Ich bin mir jedenfalls sehr bewusst, welchem Risiko sich viele von Ihnen aussetzen,
und ich will mich, auch im Namen der Leserinnen und Leser, der Hörer und Zuschauer,
bei Ihnen allen bedanken. Bei Ihnen, die das aufbringen, was man in einer freiheitli­
chen Demokratie für korrekte journalistische Arbeit eigentlich gar nicht aufbringen
müssen sollte: Mut und Unerschrockenheit, die Wahrheit herauszufinden und bei der
Wahrheit zu bleiben.

Aber Sie alle haben dafür nicht nur Dank verdient, sondern einen Staat, der Ihre Arbeit
schützt, und eine Gesellschaft, die Ihre Arbeit schätzt.
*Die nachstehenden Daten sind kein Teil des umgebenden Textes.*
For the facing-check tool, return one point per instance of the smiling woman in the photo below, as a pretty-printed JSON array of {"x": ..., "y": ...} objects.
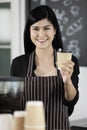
[
  {"x": 43, "y": 79},
  {"x": 42, "y": 33}
]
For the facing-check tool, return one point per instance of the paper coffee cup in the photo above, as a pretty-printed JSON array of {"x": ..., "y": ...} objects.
[
  {"x": 63, "y": 57},
  {"x": 18, "y": 120},
  {"x": 35, "y": 116}
]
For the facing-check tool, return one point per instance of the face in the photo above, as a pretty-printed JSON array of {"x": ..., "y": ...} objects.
[{"x": 42, "y": 33}]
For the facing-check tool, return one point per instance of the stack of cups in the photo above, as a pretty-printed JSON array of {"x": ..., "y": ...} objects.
[
  {"x": 35, "y": 116},
  {"x": 18, "y": 120},
  {"x": 6, "y": 121}
]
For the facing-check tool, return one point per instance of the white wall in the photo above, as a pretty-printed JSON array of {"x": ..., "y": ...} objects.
[{"x": 80, "y": 110}]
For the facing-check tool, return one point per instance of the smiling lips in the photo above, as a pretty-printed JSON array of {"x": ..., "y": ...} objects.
[{"x": 41, "y": 40}]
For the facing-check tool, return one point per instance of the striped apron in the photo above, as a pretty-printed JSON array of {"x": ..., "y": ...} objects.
[{"x": 49, "y": 90}]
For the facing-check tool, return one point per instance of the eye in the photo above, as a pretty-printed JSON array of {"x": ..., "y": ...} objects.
[
  {"x": 35, "y": 28},
  {"x": 46, "y": 28}
]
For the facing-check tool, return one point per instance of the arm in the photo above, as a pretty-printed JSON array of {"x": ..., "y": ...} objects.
[{"x": 71, "y": 93}]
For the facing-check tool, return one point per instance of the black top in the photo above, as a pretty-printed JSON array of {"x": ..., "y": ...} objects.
[{"x": 19, "y": 68}]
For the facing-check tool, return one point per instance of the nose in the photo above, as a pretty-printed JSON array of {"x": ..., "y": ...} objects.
[{"x": 41, "y": 33}]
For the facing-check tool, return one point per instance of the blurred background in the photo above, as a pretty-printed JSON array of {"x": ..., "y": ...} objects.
[{"x": 72, "y": 18}]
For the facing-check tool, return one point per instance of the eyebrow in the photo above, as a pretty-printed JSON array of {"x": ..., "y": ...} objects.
[{"x": 43, "y": 26}]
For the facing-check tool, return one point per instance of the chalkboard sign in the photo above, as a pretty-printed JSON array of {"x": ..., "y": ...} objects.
[{"x": 72, "y": 18}]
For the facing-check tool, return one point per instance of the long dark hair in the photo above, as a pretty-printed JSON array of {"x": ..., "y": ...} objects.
[{"x": 38, "y": 13}]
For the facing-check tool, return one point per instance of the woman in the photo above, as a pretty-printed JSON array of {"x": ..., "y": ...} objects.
[{"x": 43, "y": 80}]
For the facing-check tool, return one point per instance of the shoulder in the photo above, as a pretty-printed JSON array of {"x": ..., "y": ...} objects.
[{"x": 21, "y": 58}]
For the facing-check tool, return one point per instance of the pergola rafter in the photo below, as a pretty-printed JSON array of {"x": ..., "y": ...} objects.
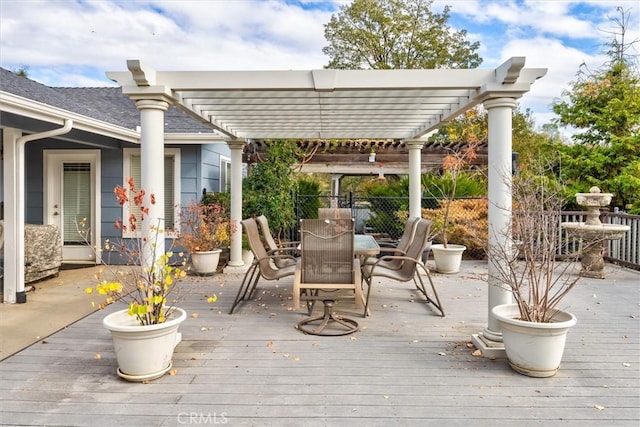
[{"x": 404, "y": 105}]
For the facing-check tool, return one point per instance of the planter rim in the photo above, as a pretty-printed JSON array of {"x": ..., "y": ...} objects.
[
  {"x": 115, "y": 322},
  {"x": 450, "y": 246},
  {"x": 504, "y": 313},
  {"x": 213, "y": 251}
]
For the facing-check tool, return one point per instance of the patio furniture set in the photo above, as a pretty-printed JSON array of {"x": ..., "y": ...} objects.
[{"x": 332, "y": 263}]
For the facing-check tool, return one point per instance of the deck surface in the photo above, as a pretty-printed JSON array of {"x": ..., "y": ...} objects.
[{"x": 406, "y": 365}]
Und nicht zuletzt haben Sie alle
Chefredakteure, Herausgeberinnen und Verleger verdient, die zu Ihnen stehen. Die
dann, im Ernstfall, zu Ihnen das sagen, was Ben Bradlee von der Washington Post im
Fall von Woodward und Bernstein damals ganz knapp auf einen Zettel schrieb: „We
stand by our story“, „Wir stehen zu unserer Geschichte.“

Weil man Ihnen vertrauen kann. Vielen Dank.